感染症である風疹の流行が拡大している。高熱や発疹などの症状のほか、特に妊娠中の女性が感染すると障害のある子どもが生まれる可能性がある。家庭や職場、社会全体で感染拡大を防ぎたい。
政府は東京五輪・パラリンピックが開かれる二〇二〇年までに風疹の排除を目指している。ならばワクチン接種費用を無料化し、積極的に感染を抑え込む姿勢が求められる。
国立感染症研究所によると、今年初めから十月までに報告された患者数は千五百人に迫る。
九十三人だった昨年一年間の十六倍に達している。患者の発生地域は東京、千葉、神奈川、埼玉、愛知などの都県で多い。

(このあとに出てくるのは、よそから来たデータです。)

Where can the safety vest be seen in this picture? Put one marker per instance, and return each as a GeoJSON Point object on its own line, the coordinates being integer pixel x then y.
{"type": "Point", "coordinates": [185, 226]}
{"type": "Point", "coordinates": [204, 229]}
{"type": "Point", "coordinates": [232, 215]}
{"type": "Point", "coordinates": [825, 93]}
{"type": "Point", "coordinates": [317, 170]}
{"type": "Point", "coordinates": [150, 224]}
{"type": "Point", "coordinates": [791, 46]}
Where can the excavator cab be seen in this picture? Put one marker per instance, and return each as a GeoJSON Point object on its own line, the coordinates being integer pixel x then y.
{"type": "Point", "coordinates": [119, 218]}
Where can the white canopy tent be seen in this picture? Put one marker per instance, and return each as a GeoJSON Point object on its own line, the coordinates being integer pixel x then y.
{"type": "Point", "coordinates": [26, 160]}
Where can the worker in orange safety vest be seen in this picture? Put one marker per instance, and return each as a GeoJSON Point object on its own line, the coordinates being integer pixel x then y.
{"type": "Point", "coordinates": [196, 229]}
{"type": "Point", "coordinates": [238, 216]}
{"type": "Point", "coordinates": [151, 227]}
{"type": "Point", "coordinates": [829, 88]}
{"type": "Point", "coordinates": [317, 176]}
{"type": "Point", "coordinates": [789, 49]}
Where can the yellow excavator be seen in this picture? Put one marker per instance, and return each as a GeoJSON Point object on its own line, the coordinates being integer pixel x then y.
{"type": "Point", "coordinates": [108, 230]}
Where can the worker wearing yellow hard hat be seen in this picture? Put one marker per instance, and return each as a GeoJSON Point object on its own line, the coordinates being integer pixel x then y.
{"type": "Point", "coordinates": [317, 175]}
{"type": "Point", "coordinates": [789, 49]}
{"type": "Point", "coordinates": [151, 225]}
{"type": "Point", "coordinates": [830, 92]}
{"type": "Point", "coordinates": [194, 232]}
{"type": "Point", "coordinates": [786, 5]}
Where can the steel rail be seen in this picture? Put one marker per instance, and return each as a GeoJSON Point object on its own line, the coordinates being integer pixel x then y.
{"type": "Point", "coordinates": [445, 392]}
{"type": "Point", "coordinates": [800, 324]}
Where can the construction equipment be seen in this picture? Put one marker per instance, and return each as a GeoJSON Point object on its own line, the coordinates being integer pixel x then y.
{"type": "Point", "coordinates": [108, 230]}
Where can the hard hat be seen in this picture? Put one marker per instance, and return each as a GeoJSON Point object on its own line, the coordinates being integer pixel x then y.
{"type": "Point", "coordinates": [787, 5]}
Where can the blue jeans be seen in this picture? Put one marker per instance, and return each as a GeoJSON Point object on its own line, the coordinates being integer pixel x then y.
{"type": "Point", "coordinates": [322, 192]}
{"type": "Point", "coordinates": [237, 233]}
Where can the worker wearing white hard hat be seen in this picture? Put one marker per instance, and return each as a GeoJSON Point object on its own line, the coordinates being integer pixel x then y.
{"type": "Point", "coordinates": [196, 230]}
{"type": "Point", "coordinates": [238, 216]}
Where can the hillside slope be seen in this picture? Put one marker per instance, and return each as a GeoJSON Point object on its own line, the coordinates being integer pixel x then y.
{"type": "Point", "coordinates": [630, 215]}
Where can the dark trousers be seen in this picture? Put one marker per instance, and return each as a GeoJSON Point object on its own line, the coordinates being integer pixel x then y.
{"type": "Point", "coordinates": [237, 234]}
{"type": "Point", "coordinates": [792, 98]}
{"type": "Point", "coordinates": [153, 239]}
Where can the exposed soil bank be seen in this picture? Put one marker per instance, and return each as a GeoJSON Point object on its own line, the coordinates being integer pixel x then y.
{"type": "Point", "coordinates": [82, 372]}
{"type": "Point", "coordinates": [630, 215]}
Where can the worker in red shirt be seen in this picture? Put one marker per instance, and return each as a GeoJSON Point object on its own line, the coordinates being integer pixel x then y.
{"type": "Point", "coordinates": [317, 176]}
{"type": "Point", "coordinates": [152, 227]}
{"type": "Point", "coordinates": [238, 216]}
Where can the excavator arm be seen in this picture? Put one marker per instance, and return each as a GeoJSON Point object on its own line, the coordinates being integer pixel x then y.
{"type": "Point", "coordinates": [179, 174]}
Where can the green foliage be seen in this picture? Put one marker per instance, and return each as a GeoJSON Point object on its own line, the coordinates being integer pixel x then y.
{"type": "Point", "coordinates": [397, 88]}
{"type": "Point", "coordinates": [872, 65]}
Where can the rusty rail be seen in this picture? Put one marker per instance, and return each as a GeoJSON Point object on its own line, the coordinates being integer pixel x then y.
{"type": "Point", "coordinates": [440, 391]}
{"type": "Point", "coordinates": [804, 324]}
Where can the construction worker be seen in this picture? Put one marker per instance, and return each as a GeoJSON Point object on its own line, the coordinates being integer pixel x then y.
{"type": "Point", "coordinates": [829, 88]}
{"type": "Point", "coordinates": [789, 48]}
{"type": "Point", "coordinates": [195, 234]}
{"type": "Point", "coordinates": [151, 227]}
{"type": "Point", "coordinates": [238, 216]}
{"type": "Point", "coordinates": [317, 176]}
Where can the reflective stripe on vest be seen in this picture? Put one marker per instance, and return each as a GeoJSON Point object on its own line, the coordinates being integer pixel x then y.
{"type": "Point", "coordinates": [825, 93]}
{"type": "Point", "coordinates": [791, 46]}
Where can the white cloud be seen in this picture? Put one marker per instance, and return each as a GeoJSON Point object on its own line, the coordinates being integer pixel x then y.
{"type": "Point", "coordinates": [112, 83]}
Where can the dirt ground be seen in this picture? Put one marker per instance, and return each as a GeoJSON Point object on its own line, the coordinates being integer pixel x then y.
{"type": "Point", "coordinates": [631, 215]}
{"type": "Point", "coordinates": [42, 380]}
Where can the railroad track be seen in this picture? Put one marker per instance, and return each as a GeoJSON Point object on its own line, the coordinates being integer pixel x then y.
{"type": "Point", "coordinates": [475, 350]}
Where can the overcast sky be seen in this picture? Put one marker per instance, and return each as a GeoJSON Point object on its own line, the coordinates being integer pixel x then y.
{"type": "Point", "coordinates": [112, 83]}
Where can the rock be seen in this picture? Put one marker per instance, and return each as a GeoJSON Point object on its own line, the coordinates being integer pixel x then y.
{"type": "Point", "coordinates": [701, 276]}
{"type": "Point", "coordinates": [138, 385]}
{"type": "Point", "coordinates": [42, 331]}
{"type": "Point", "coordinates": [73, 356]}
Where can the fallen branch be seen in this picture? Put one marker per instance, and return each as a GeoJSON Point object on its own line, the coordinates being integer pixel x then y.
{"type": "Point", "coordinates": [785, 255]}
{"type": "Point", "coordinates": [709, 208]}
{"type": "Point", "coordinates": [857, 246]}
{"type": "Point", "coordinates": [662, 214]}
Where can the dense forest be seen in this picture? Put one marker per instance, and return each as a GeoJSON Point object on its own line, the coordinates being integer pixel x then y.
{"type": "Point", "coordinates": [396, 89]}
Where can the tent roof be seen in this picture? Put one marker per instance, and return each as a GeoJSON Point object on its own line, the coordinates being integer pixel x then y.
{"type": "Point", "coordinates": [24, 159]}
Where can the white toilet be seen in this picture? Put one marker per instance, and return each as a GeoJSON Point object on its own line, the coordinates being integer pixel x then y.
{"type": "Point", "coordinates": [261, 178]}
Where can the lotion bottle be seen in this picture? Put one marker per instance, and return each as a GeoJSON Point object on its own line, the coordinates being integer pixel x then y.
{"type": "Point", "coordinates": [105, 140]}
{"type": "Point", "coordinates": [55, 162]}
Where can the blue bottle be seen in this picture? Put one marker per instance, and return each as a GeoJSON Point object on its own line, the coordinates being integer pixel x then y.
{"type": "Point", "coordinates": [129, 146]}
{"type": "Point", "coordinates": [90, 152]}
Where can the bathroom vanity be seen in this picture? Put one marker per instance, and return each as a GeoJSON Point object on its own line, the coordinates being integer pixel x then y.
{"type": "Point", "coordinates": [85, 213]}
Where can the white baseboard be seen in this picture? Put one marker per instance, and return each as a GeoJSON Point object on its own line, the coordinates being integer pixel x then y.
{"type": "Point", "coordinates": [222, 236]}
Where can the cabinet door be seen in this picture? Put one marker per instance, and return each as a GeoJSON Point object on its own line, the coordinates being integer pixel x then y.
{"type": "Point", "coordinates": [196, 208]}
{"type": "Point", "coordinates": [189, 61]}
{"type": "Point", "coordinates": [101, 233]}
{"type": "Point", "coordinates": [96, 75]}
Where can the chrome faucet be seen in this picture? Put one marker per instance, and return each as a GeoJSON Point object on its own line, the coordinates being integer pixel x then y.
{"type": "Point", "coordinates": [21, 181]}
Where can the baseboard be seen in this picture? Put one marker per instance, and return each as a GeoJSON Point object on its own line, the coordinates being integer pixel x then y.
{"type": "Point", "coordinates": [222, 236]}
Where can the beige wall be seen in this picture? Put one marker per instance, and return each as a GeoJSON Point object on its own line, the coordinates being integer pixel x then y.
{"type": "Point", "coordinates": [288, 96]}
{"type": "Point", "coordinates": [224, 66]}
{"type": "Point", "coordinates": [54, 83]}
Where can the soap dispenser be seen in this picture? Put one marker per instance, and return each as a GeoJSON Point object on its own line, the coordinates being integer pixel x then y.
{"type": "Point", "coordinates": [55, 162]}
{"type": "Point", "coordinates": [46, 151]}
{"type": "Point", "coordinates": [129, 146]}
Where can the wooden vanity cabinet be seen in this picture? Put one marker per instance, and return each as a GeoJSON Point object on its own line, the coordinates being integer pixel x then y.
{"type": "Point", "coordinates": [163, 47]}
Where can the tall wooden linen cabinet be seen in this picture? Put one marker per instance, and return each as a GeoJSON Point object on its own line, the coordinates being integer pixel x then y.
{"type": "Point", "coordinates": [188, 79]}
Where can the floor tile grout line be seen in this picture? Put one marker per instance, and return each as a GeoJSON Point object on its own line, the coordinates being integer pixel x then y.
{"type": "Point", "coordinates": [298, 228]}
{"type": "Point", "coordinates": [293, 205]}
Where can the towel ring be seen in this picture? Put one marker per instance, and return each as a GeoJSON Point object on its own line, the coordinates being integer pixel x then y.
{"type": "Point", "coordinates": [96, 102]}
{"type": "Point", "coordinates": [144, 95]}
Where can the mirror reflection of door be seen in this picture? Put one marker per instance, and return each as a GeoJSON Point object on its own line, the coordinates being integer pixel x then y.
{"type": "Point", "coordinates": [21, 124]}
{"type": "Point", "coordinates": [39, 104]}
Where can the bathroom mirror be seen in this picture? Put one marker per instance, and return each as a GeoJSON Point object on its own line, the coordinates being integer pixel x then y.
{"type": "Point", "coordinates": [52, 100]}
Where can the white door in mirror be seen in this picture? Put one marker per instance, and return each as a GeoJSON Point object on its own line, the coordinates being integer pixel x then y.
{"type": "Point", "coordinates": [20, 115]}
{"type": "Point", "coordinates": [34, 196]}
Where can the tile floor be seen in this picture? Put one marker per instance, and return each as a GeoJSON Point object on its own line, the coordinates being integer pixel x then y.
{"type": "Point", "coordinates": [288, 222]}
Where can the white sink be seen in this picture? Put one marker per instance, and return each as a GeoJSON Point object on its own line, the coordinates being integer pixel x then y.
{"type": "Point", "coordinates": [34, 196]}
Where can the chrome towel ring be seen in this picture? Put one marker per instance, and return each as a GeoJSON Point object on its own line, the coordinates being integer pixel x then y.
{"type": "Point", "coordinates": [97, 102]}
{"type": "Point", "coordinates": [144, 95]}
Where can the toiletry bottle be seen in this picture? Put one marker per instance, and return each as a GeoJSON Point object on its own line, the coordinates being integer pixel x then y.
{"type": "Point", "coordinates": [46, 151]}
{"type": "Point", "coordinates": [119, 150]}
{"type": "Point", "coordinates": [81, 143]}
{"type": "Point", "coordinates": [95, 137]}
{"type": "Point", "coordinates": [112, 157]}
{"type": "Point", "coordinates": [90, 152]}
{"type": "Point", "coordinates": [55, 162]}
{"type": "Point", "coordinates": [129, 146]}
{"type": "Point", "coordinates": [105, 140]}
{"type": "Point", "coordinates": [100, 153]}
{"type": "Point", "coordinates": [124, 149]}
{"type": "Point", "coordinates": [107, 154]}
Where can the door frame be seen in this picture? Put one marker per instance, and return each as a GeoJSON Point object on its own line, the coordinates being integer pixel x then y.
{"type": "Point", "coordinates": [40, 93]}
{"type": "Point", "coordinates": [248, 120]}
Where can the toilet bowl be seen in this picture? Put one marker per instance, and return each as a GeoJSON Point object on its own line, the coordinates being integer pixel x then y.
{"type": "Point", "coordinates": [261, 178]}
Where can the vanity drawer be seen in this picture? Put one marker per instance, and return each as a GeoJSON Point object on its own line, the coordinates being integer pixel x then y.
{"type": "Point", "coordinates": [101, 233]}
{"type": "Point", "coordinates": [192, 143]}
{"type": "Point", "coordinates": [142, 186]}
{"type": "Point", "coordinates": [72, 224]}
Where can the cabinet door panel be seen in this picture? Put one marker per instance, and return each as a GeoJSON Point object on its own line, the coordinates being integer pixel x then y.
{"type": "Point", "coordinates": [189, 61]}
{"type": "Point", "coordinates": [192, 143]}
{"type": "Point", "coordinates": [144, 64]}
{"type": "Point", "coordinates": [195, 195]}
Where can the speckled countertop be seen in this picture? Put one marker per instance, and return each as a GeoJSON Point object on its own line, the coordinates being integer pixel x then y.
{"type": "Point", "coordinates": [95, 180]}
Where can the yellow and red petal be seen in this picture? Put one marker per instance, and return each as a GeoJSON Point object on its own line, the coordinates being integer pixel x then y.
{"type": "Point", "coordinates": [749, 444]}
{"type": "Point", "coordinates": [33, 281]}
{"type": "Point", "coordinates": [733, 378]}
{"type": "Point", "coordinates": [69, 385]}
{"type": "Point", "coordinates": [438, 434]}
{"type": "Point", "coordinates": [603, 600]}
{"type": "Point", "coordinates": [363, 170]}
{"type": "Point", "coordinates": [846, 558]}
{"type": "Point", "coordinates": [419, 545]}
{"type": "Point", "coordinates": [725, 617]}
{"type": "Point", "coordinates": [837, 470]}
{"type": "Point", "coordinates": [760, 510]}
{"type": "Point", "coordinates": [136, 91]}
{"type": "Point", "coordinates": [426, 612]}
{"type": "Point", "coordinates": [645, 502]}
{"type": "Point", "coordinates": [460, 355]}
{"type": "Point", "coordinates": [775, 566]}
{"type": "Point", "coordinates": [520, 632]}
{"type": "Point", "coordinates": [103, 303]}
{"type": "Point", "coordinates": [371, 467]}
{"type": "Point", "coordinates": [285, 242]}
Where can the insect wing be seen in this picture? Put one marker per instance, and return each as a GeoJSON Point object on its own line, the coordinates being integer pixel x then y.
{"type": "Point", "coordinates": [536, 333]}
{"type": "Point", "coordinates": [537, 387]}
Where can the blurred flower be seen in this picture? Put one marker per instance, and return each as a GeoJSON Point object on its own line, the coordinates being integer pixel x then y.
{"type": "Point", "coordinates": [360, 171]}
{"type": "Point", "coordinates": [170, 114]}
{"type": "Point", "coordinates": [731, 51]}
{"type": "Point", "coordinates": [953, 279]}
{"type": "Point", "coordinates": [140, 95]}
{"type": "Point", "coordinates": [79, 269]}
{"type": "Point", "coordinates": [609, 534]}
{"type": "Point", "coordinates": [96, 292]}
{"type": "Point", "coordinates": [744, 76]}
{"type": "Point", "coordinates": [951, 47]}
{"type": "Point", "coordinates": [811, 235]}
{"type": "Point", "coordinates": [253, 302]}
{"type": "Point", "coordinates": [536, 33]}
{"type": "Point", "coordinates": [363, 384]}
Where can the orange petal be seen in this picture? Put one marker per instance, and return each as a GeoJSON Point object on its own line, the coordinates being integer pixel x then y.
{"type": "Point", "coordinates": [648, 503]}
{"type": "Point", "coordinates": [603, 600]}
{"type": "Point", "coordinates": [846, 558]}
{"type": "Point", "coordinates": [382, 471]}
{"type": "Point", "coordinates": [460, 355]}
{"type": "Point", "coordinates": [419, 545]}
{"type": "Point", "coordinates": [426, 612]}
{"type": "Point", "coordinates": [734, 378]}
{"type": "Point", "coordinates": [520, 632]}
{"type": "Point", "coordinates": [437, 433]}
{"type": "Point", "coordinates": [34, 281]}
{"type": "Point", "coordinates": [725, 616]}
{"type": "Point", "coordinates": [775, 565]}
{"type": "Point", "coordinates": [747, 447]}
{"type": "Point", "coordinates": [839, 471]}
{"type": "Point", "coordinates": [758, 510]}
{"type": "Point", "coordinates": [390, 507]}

風疹はウイルスによって引き起こされる感染症だ。免疫のない集団では一人の患者から飛沫(ひまつ)で五~七人に広がる強い感染力がある。成人が発症すると高熱や発疹、関節痛など重症化することがある。
特に、免疫が不十分な妊娠初期の妊婦が感染すると、胎児に感染し難聴や心臓病、白内障など先天性風疹症候群(CRS)の子どもが生まれる可能性がある。感染被害は小さくないと認識したい。
かつてはほぼ五年ごとに流行していたが、海外で感染して帰国する輸入例が目立ち始めた一三年には一万四千人を超えた。この時期の流行で四十五人のCRSが報告されている。
感染症の防止策はワクチン接種だが、妊婦は受けられない。注意すべきは、感染しても症状の出ない人がいて、家庭や職場で無自覚に感染を広げてしまうことだ。だから周囲も一緒になって感染防止に努める必要がある。
患者の約七割は三十~五十代の男性である。この世代の男性の多くは子どものころ定期予防接種の対象外だった。免疫のない人は約五百万人いる。この世代の接種を進めることが不可欠になる。
国は五千円ほどの抗体検査費用の補助対象をこの世代にも広げる予定だ。ただ、検査の奨励だけでは不十分だろう。約一万円の接種費用も無料にするなどの踏み込んだ支援が要るのではないか。
企業にも役割はある。検査や接種の有無を確認したり、海外出張者には接種を促すことはできる。定期の健康診断で抗体検査を実施するやり方もある。
米疾病対策センターは、予防接種や感染歴のない妊婦は日本へ渡航しないよう呼びかけた。国際社会への責任もある。感染を封じ込めたい。